Mathematicians from Edinburgh University have conducted a study demonstrating the possibility that an advanced extraterrestrial civilization could use self-replicating probes to study the galaxy. Their findings show that their theoretical alien probes could have already arrived.
The mathematicians, Duncan Forgan and Arwen Nicholson, had their paper on the analysis of how probes could travel through space published in the Journal of Astrobiology. They studied the possibility that alien races used the gravity of stars to “slingshot” the probes in order to gain speed. This is a technique we already use for probes, such as the Voyager.
The Voyager 1 space probe was launched in 1977 and is just reaching the edge of our solar system. However, Forgan and Nicholson believe that older civilizations could have launched similar probes that are already here. They also speculate that alien probes could use a method of self-replication. They might collect dust and gas to build new versions of themselves during their long trips.

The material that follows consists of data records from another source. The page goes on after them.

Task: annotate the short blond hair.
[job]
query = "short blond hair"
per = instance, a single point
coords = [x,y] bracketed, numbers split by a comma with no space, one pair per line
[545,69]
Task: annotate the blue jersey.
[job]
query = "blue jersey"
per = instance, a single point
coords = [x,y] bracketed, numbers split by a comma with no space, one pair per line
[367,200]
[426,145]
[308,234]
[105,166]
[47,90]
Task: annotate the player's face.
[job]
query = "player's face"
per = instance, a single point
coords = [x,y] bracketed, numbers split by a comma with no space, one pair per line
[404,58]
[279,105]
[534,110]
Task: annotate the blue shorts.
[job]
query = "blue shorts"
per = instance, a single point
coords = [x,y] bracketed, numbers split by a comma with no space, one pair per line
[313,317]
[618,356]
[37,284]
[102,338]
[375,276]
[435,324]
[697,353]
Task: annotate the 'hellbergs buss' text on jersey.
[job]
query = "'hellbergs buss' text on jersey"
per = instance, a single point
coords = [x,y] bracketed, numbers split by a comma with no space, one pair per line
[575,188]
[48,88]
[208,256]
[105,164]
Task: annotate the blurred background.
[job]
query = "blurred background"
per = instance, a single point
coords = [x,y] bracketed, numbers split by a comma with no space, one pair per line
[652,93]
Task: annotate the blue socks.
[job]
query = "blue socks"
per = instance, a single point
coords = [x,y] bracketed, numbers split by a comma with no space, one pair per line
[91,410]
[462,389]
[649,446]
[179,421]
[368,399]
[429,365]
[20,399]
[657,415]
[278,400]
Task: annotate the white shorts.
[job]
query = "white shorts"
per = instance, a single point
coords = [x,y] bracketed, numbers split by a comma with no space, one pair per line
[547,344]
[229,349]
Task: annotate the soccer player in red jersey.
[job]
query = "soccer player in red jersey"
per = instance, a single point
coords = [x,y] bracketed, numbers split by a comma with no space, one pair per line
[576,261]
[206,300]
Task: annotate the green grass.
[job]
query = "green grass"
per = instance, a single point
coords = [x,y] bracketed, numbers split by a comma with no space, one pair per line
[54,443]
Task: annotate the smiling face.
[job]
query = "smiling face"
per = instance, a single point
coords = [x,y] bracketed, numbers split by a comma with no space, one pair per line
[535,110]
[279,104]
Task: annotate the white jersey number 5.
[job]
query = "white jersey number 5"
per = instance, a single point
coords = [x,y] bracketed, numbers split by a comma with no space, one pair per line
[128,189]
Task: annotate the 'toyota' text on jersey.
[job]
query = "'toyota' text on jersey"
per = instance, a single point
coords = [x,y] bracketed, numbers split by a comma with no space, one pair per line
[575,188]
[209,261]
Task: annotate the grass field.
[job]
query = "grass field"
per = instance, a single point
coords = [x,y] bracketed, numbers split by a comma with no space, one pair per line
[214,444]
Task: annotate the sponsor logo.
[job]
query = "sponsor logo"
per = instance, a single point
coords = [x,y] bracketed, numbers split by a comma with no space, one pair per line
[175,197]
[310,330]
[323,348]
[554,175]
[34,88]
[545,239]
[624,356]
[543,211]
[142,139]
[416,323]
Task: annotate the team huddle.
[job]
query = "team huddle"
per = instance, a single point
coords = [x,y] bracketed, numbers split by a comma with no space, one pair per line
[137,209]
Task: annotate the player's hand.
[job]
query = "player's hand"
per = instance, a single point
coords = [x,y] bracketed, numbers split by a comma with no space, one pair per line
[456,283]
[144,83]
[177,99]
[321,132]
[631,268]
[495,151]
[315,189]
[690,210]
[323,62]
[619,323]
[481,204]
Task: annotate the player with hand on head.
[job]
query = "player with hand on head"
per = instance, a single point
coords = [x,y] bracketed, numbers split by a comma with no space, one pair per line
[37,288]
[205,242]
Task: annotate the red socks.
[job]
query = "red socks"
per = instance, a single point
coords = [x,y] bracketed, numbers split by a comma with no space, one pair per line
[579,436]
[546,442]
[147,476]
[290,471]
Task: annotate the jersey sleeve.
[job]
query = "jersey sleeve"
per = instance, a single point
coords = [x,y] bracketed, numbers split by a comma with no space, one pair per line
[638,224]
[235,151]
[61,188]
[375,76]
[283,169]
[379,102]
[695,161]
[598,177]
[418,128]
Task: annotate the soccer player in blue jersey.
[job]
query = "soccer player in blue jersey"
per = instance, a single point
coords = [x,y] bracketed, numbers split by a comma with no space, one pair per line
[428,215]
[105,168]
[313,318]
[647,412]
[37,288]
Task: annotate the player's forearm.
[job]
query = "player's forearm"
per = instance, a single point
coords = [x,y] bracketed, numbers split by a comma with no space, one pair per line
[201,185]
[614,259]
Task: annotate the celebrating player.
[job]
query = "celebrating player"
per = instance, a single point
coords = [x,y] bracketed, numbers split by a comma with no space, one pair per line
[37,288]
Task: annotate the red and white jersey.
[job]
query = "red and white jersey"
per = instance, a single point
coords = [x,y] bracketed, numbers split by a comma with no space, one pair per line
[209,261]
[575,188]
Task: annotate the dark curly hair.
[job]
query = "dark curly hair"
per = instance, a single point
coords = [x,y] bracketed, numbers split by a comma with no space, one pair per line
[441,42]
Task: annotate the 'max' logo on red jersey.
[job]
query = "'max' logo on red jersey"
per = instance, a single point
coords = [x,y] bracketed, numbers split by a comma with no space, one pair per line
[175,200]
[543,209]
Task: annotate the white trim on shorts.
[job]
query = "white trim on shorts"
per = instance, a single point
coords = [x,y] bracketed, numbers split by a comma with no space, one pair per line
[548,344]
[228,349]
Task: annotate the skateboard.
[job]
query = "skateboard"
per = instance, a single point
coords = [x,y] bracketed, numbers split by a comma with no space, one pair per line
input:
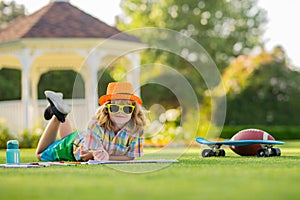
[267,149]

The researchers say, “We can conclude that that a fleet of self-replicating probes can indeed explore the Galaxy in a sufficiently short time.. orders of magnitude less than the age of the Earth.”
The question is, if they are here, why haven’t we seen them? Referring to speculation on this topic from NASA space expert Robert Freitas in 1983, Forgan suggests that the probes may be designed to hide themselves. Forgan explained: “The probe camouflages itself so as to set up a threshold test of the technology or intelligence of the recipient species, where the test must be met before the species is allowed to communicate with the device.”